Its success encouraged de Broca to attempt the ultimate in crowd-pleasers, a slick parody or pastiche of the James Bond sagas, again with Belmondo - Le Magnifique (How to Destroy the Reputation of the Greatest Secret Agent . . . , 1973). Two years later he also directed L'Incorrigible (The Incorrigible) - an incorrigible but oh-so- sympathetic crook just out of clink pursues his madcap career by dressing up in ever-changing multi-sexual disguises to escape the cops and inveigle further victims. With Geneviève Bujold and a pack of nincompoops, it was a riot.

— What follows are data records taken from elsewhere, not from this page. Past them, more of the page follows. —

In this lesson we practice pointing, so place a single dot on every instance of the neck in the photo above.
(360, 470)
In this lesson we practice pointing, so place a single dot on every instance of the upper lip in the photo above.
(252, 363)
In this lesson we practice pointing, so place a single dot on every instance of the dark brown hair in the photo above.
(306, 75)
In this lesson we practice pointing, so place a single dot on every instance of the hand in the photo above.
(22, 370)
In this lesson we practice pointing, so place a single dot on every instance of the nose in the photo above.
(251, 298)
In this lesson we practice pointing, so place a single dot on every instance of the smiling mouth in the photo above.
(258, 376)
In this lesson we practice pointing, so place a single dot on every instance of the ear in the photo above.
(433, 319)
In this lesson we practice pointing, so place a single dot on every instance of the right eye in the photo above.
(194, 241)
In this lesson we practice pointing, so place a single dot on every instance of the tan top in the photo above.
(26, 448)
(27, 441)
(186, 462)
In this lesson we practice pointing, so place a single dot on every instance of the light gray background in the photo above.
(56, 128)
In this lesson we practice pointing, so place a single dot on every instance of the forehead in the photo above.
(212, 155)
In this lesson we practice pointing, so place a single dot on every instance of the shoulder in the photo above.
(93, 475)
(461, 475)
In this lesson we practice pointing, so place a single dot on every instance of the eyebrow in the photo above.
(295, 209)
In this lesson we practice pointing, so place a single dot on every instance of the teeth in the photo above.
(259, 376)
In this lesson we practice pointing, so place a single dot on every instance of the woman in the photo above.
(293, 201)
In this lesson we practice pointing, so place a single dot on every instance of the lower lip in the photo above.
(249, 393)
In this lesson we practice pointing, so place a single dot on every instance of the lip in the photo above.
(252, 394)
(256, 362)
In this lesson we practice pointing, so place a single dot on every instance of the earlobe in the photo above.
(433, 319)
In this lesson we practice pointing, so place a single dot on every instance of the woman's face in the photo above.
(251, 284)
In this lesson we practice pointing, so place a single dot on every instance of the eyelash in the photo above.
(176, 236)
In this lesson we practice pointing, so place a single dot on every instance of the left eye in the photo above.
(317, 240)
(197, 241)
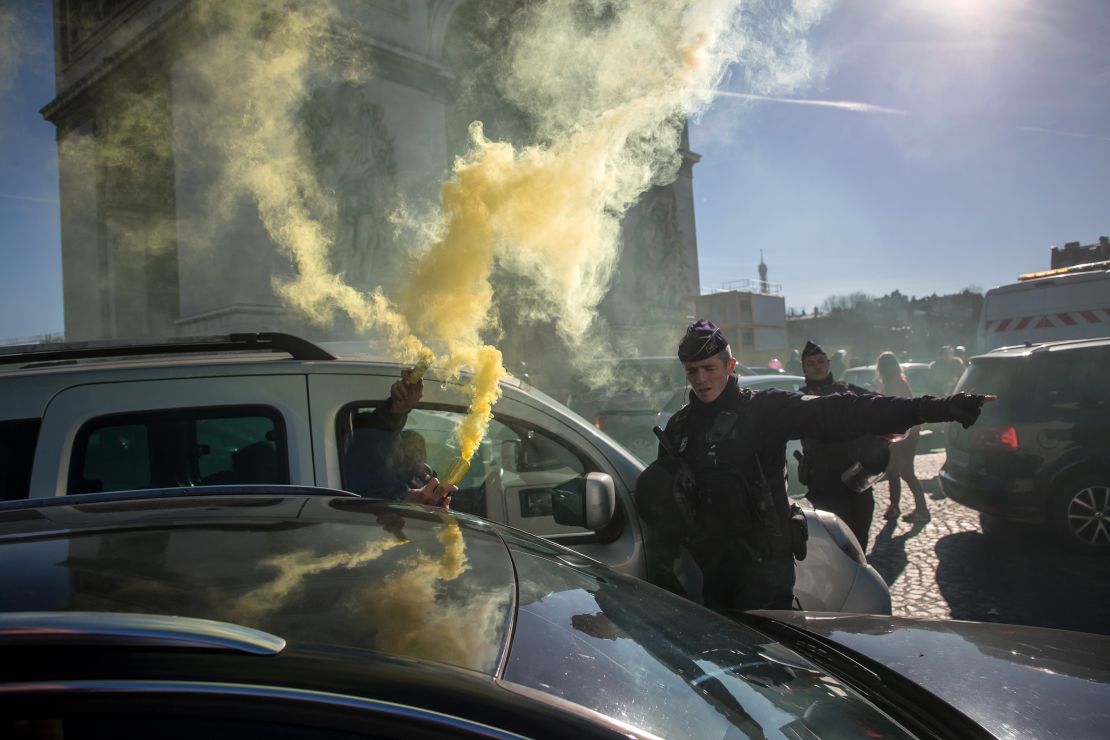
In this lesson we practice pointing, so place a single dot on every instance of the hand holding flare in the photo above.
(415, 376)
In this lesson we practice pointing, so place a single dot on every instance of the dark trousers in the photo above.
(735, 585)
(855, 508)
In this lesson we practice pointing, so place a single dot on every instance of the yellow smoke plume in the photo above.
(412, 622)
(266, 160)
(402, 609)
(608, 87)
(11, 31)
(292, 570)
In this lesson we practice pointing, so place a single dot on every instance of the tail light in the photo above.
(994, 437)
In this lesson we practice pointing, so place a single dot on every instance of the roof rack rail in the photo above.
(263, 342)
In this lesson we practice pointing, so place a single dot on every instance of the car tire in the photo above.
(1080, 513)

Eventually, de Broca became a victim of his own facility and success which had easily weathered the student revolts of 1968 and their pretensions to a new culture of political significance. He made a bold move to keep in step with the changing spirit of the times by making Le Roi de Coeur (King of Hearts, 1966), a film about the German invasion of France during the 1914-18 Great War starring Alan Bates with a dazzling French cast - Geneviève Bujold, Jean-Claude Brialy, Pierre Brasseur, Michel Serrault and Madeleine Presle among them in a super-realistic production. He was trying to win back younger audiences by indulging in his old pleasure - taking personal liberties with script and character. But the new public he had hoped for stayed away and the film was a financial flop. Strangely, it ran for 10 years in the United States.

De Broca had to back-pedal to those safe-and-sure themes he had used to his own commercial ends, and the masses received him back with open arms. Among his new stars was Annie Girardot, who appeared in two of his new-period movies: Tendre Poulet (Dear Detective, 1978), a successful police comedy with Girardot as a chief of police in love with a professor of Greek played with devastating charm by Philippe Noiret. It was followed in 1979 by Le Cavaleur (The Skirt Chaser) about a concert pianist trying to reconcile his artist's sensitive soul with ignoble sexual longings.

In Girardot's sprightly autobiography, Partir, revenir ("Going, Coming Back", 2003) she has an entertaining chapter on de Broca and Philippe Noiret, a friendship that almost ends when he invites de Broca and Girardot to dinner and greets them with: "Welcome to the old soldiers' memorial dinner!" Girardot just shrugs it off, but Noiret is devastated to be considered an old dinosaur. Girardot gets her revenge by describing some of de Broca's less pleasant aspects as a director.

Philippe de Broca kept on turning out movies, which included several flops like the boring pseudo-Yankee Louisiane (Louisiana, 1984) and a much better historical epic or giant fresco about the royalist insurgents in the French Revolution, Chouans! (1988), starring Noiret, Lambert Wilson, Sophie Marceau and Jean-Pierre Cassel. Nineteen ninety brought a super-production of Les mille et une nuits (1001 Nights - marking the film début of Catherine Zeta-Jones) and the next year Les Clés du paradis (The Keys to Paradise).

The later part of de Broca's career was something of a disappointment to him and to his admirers. He had lost that gift for panache and popular themes. He had a couple of near-hits with Daniel Auteuil in Le Bossu (On Guard, 1997) and the 2003 Vipère au poing (Viper in the Fist), which is still being shown in selected cinemas in France.